As the personal computer era wanes and use of mobile devices and cloud-based computing increases, computers and writing become at once more ubiquitous and less visible than they were when our first conference convened seventeen years ago. Times and places for writing with computers are increasingly ad hoc, mobile, and transitory. While writing within networked spaces, we inhabit virtual yet grounded networks where we share who we are and what we know. Virtual landscapes map our daily lives, our professional development, the evolution of our thinking, forever and hourly. MOOCs, shared media, mobile technologies, and competency-based standards for credit all challenge traditional conceptions of teaching and learning.
Full CFP here.
Keynote Speaker: Ann Hill Duin. “Connected Learning: Past, Present, Future”
Throughout her career as scholar, educator, and university administrator, Professor Duin has followed–and been part of designing the infrastructure in support of–the trends and transformations in connected learning.

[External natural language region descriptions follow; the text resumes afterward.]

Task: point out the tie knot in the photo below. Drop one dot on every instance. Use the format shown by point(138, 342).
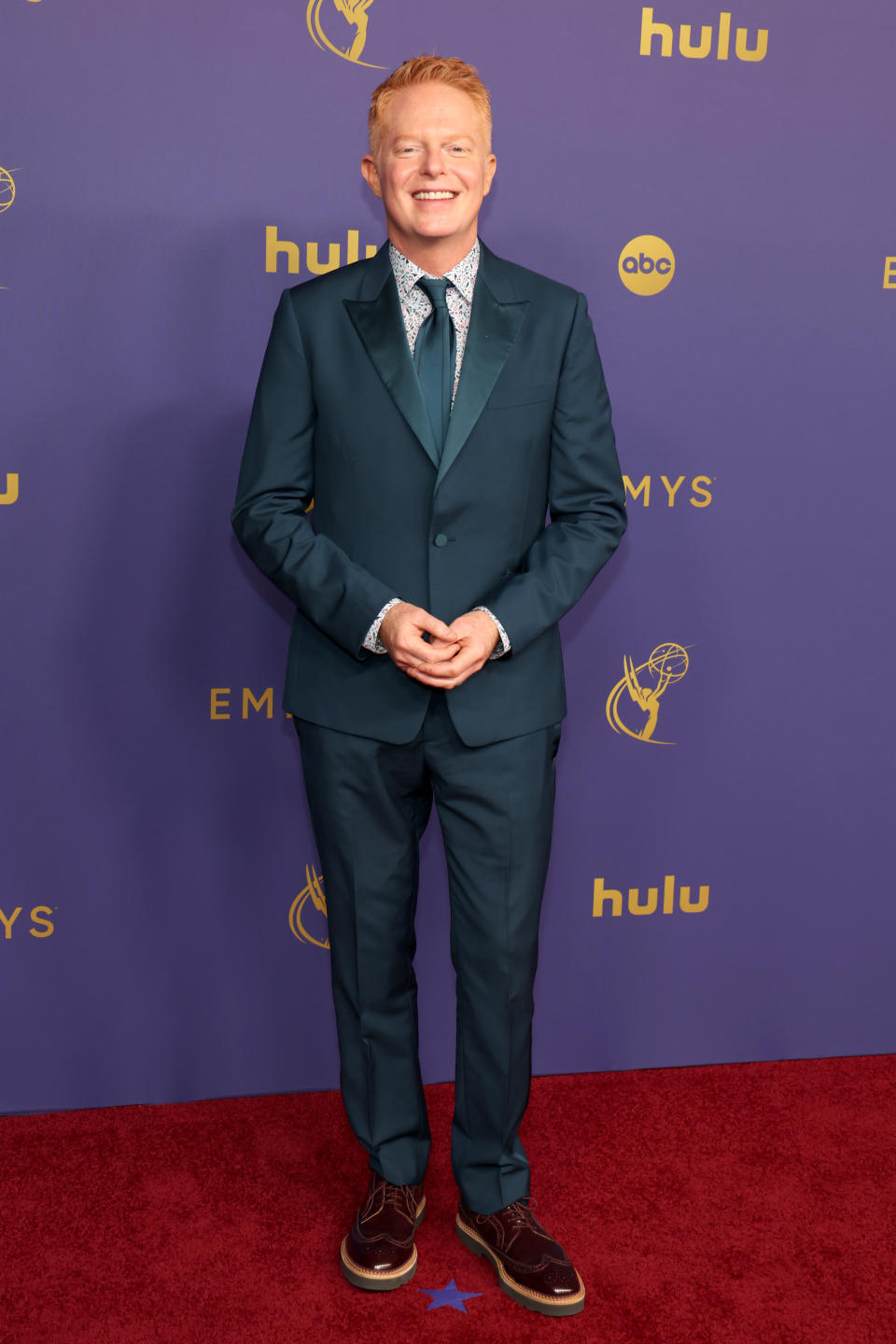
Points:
point(434, 289)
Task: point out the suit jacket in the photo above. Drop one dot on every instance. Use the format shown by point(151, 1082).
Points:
point(339, 417)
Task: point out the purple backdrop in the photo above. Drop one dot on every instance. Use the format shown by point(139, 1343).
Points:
point(152, 159)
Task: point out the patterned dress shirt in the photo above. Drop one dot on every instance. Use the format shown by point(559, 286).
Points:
point(415, 309)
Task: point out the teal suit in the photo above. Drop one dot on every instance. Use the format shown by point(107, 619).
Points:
point(339, 417)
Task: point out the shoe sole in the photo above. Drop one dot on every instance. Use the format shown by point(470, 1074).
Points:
point(381, 1281)
point(525, 1295)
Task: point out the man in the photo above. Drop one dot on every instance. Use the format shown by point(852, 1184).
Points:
point(434, 400)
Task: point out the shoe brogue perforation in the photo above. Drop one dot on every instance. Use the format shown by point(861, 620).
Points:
point(538, 1273)
point(379, 1252)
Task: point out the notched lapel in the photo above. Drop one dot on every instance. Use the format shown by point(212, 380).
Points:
point(381, 327)
point(493, 329)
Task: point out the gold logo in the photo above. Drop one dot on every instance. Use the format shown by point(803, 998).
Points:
point(649, 906)
point(277, 247)
point(645, 686)
point(647, 263)
point(40, 922)
point(352, 12)
point(314, 891)
point(700, 494)
point(699, 51)
point(7, 189)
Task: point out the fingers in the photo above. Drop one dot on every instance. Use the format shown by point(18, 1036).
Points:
point(449, 674)
point(433, 625)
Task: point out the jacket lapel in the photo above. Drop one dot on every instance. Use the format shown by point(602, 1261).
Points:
point(378, 320)
point(495, 326)
point(496, 317)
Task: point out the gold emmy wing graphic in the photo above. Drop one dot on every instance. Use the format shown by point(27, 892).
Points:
point(7, 195)
point(314, 891)
point(337, 15)
point(7, 189)
point(645, 686)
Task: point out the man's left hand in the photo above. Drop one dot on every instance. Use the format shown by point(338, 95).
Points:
point(477, 635)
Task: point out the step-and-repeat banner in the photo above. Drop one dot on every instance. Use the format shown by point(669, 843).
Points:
point(721, 185)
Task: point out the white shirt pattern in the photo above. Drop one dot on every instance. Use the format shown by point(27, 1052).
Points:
point(415, 308)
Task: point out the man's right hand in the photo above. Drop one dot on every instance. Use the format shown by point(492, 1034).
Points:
point(402, 633)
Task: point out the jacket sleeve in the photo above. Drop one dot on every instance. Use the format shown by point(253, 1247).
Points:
point(275, 488)
point(586, 498)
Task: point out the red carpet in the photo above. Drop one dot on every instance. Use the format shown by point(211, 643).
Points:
point(727, 1203)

From the days of Appletalk to today’s enhanced networks and to the emergence of a sea of Google Glass(es)… each decade ignites an increase in learner engagement. During this keynote, Ann will engage us in active exploration of personal learning networks (PLNs), encouraging us to re-imagine and re-create ourselves and our programs amid a future of connected learning.
Thursday evening pre-conference event: Richard Graff “Oratorical Performance Space in Ancient Greece: Digital Reconstruction and Interpretive Visualization”
Professor Graff presents chief findings of a long-term collaborative, interdisciplinary study of the physical settings in which ancient Greeks practiced the art of rhetoric. These include a variety spaces and structures from the late-Archaic, Classical, and Hellenistic periods (ca. 500-100 BCE) utilized throughout the Greek world as venues for the performance of formal oratory–principally, buildings that housed meetings of city councils (bouleuteria), auditoria utilized for larger citizen assemblies, and various structures fitted for use as law courts.